The world took a slow turn, and reality slammed into her hard enough to steal her breath. She looked at him, willing the words to have not just come out of his mouth. But Luke only looked at her with an expectant expression, waiting for her reply. She took her hand from his and stumbled away. “You…”
“Darlin’, what’s wrong?”
Everything. She could barely hear him over the pounding in her head. All the times she’d thought his story didn’t quite line up and convinced herself she was being paranoid. She’d been right all along. The only way he could know that Bri ran the library back in Wellingford was if he knew Ryan. Luke moved to take her hand, but she backed out of reach. “Don’t touch me.”
“Alexis, what’s wrong?”
He hadn’t even realized his slip. A small, traitorous part of her wanted to keep her mouth shut and cling to what they had. But she’d be clinging to a lie, and she’d learned the hard way that the truth would use the first opportunity to rise up and punch her in the throat just like it’d done so many times before. Accusations flew to her lips, driven by an anger she clung to because the only other option was to face the all-encompassing loss threatening to take over. “Ryan asked you to come, didn’t he?” It was the only option. No one else in their group had the military background and contacts to call in a favor like this.
Luke went still and then closed his eyes. “Shit.”
Any hope that she’d had of being wrong disappeared as his shoulders slumped. It was true. Ryan and Drew and her sister hadn’t trusted her enough to let her do this alone. That hurt almost as much as the realization that Luke had been lying to her this entire time. “How do you know him?”
He opened his eyes. “We were PJs together.”
The bottom of her stomach dropped out. He wasn’t even a goddamn Marine. Had anything he said over the last week actually been true? “Wow.”
“I’m sorry. I didn’t mean for it to get this out of control.”
“That’s the best you have? When were you going to tell me the truth?” She took another step back. “When I asked you to meet my family and friends? Or were you just going to smile and pretend they hadn’t sent you to keep me in line? God, you’re such a damn liar.”
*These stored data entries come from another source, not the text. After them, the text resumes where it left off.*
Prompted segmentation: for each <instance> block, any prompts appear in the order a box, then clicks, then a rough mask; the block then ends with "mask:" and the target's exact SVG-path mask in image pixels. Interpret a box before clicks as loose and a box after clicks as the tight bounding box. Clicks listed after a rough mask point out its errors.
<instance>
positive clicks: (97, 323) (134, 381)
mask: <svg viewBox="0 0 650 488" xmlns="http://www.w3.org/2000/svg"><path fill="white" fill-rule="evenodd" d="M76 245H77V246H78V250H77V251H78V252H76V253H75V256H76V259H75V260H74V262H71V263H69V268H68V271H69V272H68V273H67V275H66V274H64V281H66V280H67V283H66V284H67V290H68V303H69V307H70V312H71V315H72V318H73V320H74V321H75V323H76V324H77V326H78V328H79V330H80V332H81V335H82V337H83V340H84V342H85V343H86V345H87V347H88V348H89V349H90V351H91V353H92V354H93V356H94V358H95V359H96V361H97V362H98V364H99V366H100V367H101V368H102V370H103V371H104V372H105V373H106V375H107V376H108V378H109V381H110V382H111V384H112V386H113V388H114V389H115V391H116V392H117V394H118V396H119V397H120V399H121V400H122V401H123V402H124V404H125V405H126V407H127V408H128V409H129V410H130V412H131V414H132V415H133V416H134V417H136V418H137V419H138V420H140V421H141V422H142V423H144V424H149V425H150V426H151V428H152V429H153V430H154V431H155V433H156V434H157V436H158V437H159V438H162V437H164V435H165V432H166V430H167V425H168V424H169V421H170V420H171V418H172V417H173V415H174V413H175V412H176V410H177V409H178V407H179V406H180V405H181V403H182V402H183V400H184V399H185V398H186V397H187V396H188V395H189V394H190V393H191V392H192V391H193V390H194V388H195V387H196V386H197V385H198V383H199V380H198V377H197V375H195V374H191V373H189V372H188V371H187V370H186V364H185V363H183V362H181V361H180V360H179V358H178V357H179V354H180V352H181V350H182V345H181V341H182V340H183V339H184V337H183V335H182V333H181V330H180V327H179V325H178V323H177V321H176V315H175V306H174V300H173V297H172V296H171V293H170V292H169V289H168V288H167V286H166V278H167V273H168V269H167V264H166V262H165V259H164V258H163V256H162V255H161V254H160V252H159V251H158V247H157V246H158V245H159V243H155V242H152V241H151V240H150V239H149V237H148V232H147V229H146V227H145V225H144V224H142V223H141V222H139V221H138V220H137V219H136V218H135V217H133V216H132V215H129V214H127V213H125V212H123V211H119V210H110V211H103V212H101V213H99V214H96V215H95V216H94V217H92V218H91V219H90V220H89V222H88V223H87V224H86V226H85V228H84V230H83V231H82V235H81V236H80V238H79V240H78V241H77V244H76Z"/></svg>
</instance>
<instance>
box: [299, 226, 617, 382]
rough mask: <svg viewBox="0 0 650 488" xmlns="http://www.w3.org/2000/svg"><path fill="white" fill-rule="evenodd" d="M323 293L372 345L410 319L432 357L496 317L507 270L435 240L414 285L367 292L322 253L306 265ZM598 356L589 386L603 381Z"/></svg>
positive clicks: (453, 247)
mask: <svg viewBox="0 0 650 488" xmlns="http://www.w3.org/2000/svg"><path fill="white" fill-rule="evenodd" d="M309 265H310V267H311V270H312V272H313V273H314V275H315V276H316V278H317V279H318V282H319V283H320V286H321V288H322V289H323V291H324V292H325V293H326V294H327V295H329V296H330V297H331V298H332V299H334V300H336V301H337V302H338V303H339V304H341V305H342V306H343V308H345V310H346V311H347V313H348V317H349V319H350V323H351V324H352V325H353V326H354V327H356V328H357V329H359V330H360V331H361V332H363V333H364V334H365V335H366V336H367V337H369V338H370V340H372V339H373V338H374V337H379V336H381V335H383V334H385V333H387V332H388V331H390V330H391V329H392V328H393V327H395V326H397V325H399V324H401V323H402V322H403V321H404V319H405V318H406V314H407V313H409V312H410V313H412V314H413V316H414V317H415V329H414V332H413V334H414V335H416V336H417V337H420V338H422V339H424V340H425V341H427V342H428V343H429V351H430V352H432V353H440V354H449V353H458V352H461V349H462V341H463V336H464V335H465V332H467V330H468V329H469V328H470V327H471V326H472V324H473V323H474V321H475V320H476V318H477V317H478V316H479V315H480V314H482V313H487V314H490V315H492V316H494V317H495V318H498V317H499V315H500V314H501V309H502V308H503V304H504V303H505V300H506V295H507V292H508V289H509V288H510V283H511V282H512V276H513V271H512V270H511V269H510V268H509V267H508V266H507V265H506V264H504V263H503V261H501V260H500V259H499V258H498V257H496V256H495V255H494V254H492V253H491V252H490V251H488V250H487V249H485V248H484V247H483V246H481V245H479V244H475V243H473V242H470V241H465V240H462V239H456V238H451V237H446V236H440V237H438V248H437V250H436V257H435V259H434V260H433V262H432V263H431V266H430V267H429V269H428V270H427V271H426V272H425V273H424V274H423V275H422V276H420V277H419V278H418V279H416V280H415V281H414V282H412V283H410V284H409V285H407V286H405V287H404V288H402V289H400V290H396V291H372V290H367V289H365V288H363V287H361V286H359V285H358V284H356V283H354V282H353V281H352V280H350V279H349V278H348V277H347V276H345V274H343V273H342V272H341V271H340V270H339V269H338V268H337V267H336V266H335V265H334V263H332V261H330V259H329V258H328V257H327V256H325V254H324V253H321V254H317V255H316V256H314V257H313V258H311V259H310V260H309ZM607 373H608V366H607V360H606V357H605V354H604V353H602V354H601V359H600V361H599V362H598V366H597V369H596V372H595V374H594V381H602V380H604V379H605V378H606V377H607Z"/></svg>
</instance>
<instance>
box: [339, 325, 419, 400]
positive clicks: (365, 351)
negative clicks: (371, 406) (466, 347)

“You were going to invite me home with you?” He shook his head as if trying to clear it. “Just hold on.” He held up his hands, but didn’t try to approach. “I meant what I said last night and this morning.”
“What part? The part where you said you wanted more with me? Or the part where I’m worth more than a womb?” Tears clogged her throat, but she refused to let them free. It was a lie. Her independence. Her freedom. Her actually starting to feel like she might have found the missing part of herself. All of it. “Did Ryan tell you exactly what to say to make me feel like I was actually accomplishing something over here? You must have gotten a good laugh over it.”
“I didn’t do shit except chase after you. You did the rest yourself.”
“You mean babysit. Did he tell you to sleep with me, too? It must have been difficult to get over your distaste for the spoiled little princess long enough to get me into bed. You really took one for the team.” She’d thought she experienced heartbreak when Eric sat her down to tell her it was over.
It was nothing compared to this.
Luke’s mouth went tight. “Enough, Alexis. We can talk this out.”